Example 4: Principal vs Agent
Company A purchases goods from Company B as part of a distribution agreement. The distribution agreement states that:
- Company A takes the inventory into its warehouse and transports and invoices the goods to the final customer but also packages these
- Where Company A has excess stock it can be returned to Company B without any penalty
- Company A is responsible for insuring the goods while in inventory however obsolete stock can be returned
- Company A has no right in determining the selling price, this is dictated by Company B. The mark up included in the sales price by Company A is dictated by Company B – markup is set at 50% of the sales price.
- In the event of default in payment by the customer after all avenues have been exhausted Company B bears the risk of bad debts
During the month Company A sold CU100,000 of the products.

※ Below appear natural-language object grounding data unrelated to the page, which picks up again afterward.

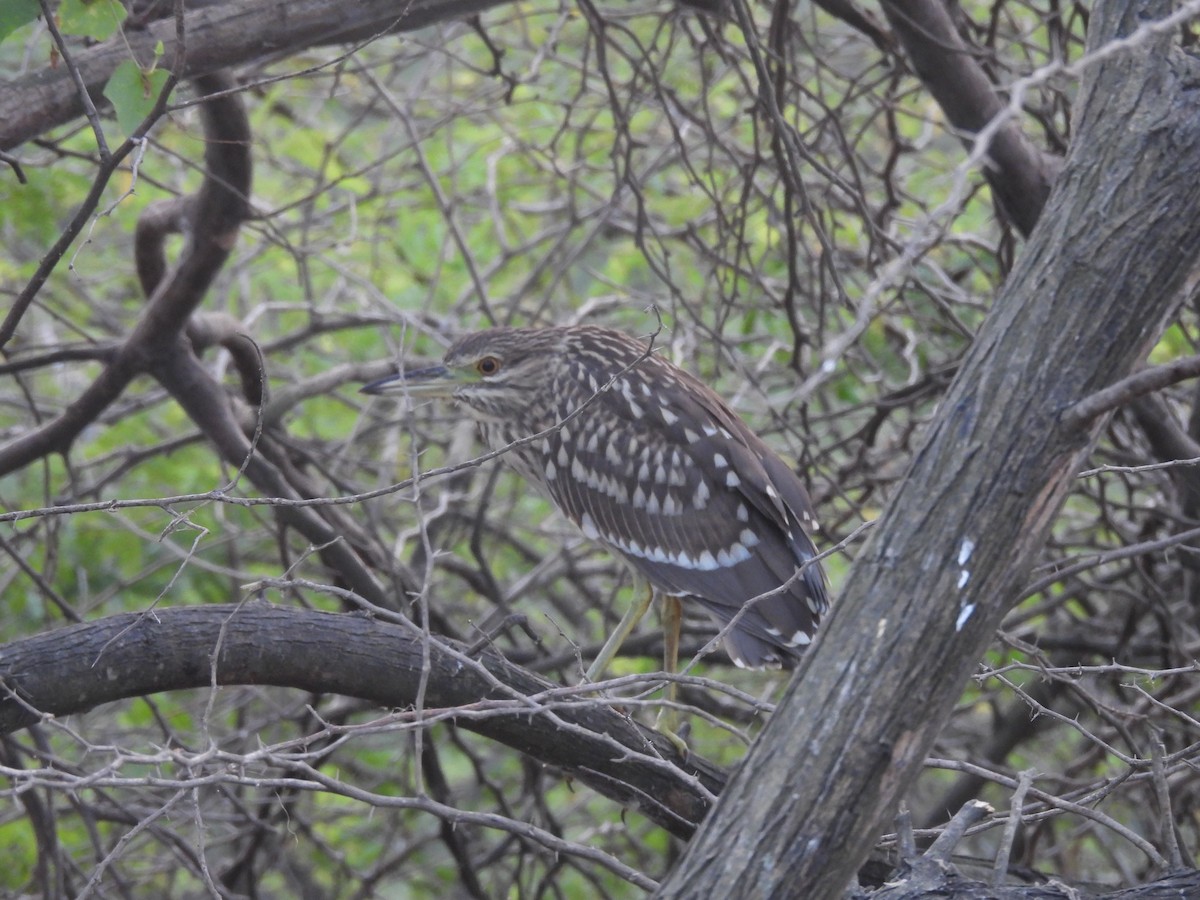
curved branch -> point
(81, 666)
(1117, 252)
(231, 34)
(1019, 173)
(219, 209)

The company purchased CU80,000 in stock from Company B which existed at year end.
Based on the evidence available, Company A is acting as agent as it has no say in determining the selling price, bears no inventory risk nor credit risk. Company A would therefore only recognise the net amount as revenue (i.e. the sales price less the cost of purchase of the goods). Company B is the principal and should not recognise any revenue until the Company A sells the goods on to the final customer, it should continue to carry these in stock as it is akin to a consignment stock agreement.

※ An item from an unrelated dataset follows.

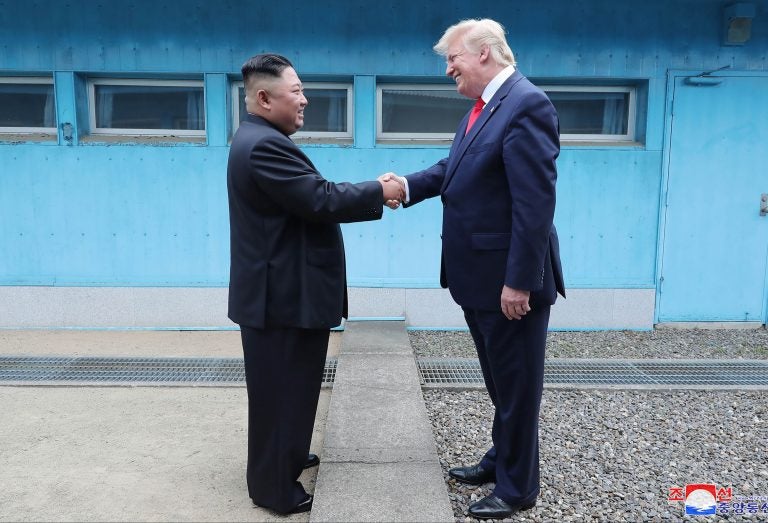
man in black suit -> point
(500, 257)
(287, 276)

The journals required in the month for Company A are:
|
|
CU |
CU |
|
Dr Debtors |
33,333 |
|
|
Cr Revenue (CU100,000 being the sales price less CU66,667 being the purchase price as Company A earns a 50% mark-up) |
|
33,333 |
Being journal to recognise the net commission earned on the sale
The journals required in the month for Company B are:
|
|
CU |
CU |
|
Dr Debtors |
100,000 |
|
|
Cr Revenue |
|
100,000 |
Being journal to reflect the amounts owed from Company A. Note the inventory of CU53,333 (CU80,000- mark up of CU26,667) is kept in the books of Company B as this inventory is still under the control of Company B.

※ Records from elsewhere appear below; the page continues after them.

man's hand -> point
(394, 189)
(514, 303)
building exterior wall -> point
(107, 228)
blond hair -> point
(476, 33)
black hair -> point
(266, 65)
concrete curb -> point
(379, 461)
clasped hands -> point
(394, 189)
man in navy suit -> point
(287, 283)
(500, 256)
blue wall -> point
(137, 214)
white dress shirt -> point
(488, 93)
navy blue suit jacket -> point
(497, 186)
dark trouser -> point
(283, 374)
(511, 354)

If in the above example, Company A held the inventory risk in full or could determine the selling price this would usually indicate that it is acting as principal and Company A would then show inventory on the balance sheet and the gross revenue in the revenue line and the cost of the products in cost of sales.
Example 5: Principal vs agent
Company A is a retailer that deals in cash so there is no credit risk. The company sells the following products:
| Classification | |
| Mobile phone e-top up’s which are printed from a machine as required. | Agent |
| Stamps (bought in bulk by the retailer and bears the risk if they are not sold) | Principal |
| National lottery tickets which are printed from a machine as required | Agent |
| Scratch cards (bought in bulk by the retailer and bears the risk if they are not sold) | Principal |
As can be seen where the retailer sells items which are sold in electronic form the seller is acting as an agent as it bear no risk i.e. it does not need to hold inventory of the items and there is no risk of obsolescence, it bears no credit risk as cash is received when sold. In these instances, the sales commission received should be recognised as turnover.
Where there is a tangible product and where the retailer is required to hold stock and bears the risk of loss if these are damaged or stolen then they are acting as a principal. Therefore the gross sales should be recognised in revenue and the cost of the products shown in cost of sales.